La mise en scène de Tcherniakov tient-elle toujours la route, au terme de ce deuxième opus du cycle ? Poser la question c’est y répondre un peu. Les sifflets entendus à la fin du II disent les incohérences qui affleurent, et interrogent les libertés prises (inutilement ?) avec la trame originelle. Ainsi, pourquoi Hunding (l’excellent Mika Kares qui était Fasolt dans Rheingold) ne tue-t-il pas Siegmund (celui-ci, un dangereux évadé, est finalement tabassé et exfiltré par les forces de l’ordre) ? Et pourquoi, toujours à la fin du II, Wotan laisse-t-il repartir Hunding sans le tuer ?
Des incohérences apparaissent aussi : l’épée, censément fichée dans le frêne, apparaît bizarrement plantée dans le mur mitoyen de l’appartement de Hunding et Sieglinde.

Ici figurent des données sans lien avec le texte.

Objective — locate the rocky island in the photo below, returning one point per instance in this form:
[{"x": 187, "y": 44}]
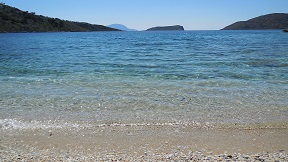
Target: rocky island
[
  {"x": 15, "y": 20},
  {"x": 269, "y": 21},
  {"x": 159, "y": 28}
]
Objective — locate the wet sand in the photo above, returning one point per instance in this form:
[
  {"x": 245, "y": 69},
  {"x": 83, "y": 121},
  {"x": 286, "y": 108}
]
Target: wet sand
[{"x": 147, "y": 143}]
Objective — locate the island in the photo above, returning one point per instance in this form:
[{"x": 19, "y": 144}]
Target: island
[
  {"x": 269, "y": 21},
  {"x": 121, "y": 27},
  {"x": 16, "y": 20},
  {"x": 165, "y": 28}
]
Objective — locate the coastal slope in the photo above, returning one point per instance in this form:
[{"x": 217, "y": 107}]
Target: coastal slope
[
  {"x": 15, "y": 20},
  {"x": 269, "y": 21},
  {"x": 159, "y": 28},
  {"x": 121, "y": 27}
]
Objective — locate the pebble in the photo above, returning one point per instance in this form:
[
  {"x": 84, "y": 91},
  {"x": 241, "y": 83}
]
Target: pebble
[{"x": 175, "y": 156}]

Voir Siegmund s’en emparer, alors qu’il aurait plutôt, en tant que criminel en fuite, besoin d’être armé lourdement pour fuir la police (Hunding est un policier lui-même armé jusqu’aux dents), prête à sourire et interroge la cohérence du propos.

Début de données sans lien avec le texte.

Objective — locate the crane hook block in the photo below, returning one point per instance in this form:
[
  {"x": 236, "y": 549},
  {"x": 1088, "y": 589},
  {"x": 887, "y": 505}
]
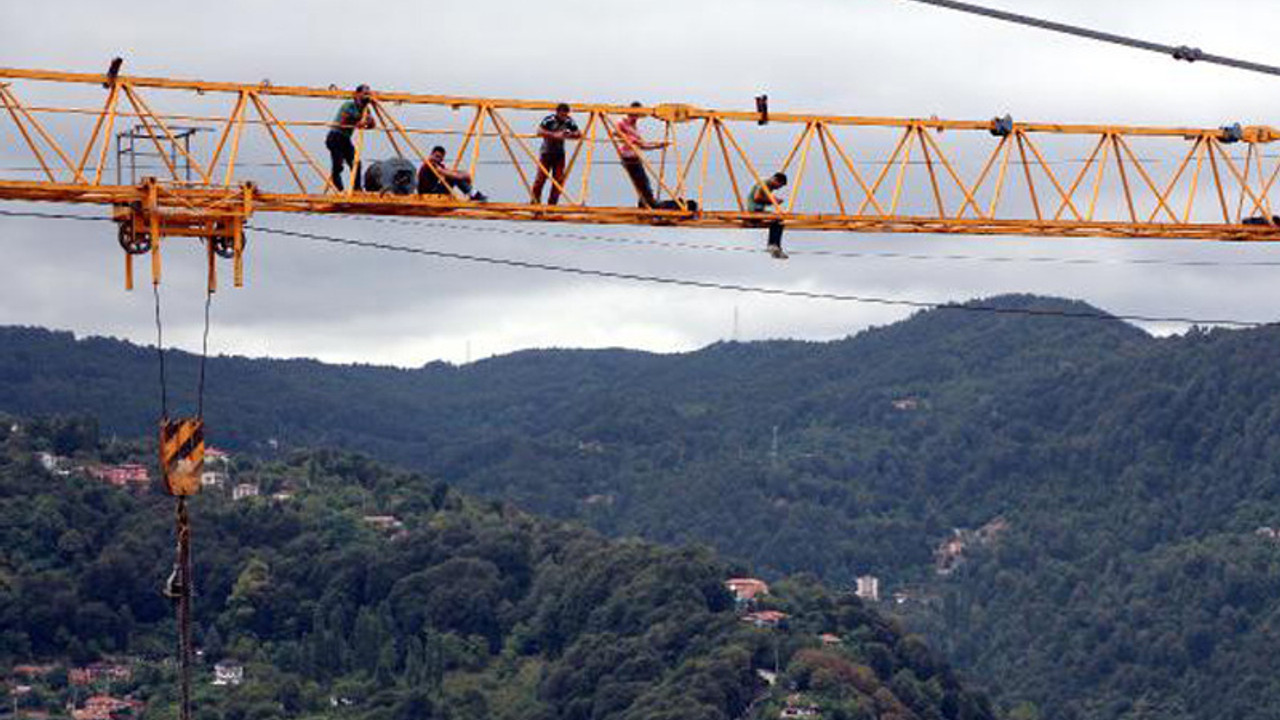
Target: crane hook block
[
  {"x": 182, "y": 455},
  {"x": 675, "y": 112}
]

Autre exemple : la représentation du rocher entouré du feu qui protègera le sommeil de Brünnhilde est proche du ridicule. Nous sommes dans un amphithéâtre : Wotan et sa fille mettent en cercle des chaises et, pour simuler les flammes, Brünnhilde s’empare d’un gros feutre orange et dessine des flammèches sur toutes les chaises ; tout cela est bien pauvre.
En revanche, Tcherniakov maintient son idée exposée au prologue et, du coup, l’unité de lieu. L’action se passe entièrement dans l’entreprise E.S.C.H.E., entre le bureau de Wotan et le logement attenant, occupé par Hunding et Sieglinde. Quand Sieglinde et Siegmund veulent s’enfuir pour échapper à Hunding, ils vont se perdre dans les labyrinthes du sous-sol, là-même où sont entreposées les cages à lapin. Et toujours de bonnes idées dans la conduite de l’action comme ce contrat que Fricka oblige Wotan à signer comme engagement à ne plus rien faire pour sauver Siegmund du danger.
Au nombre des regrets il faudra citer le premier acte manqué du Siegmund de Robert Watson. Il n’aura tenu le rôle dans de bonnes conditions qu’une dizaine de minutes, puis ce fut un long chemin de croix pour parvenir à la fin du I. Voix prise en défaut (malgré un « Wälse ! » tenu plusieurs secondes), prononciation du coup hasardeuse. Heureusement, l’entracte de quarante minutes et la difficulté moindre du rôle au II lui auront permis de terminer très correctement la soirée.
Et puis redisons nos réserves sur l’orchestre de la Staatskapelle. Comme la veille, ce n’est pas la vision, magistrale, de Christian Thielemann qui est en cause, mais son exécution. Trop de notes approximatives, trop de décalages, qui donnent un sentiment d’inachevé.
Mais qui ne nous feront pas oublier l’inoubliable de la soirée.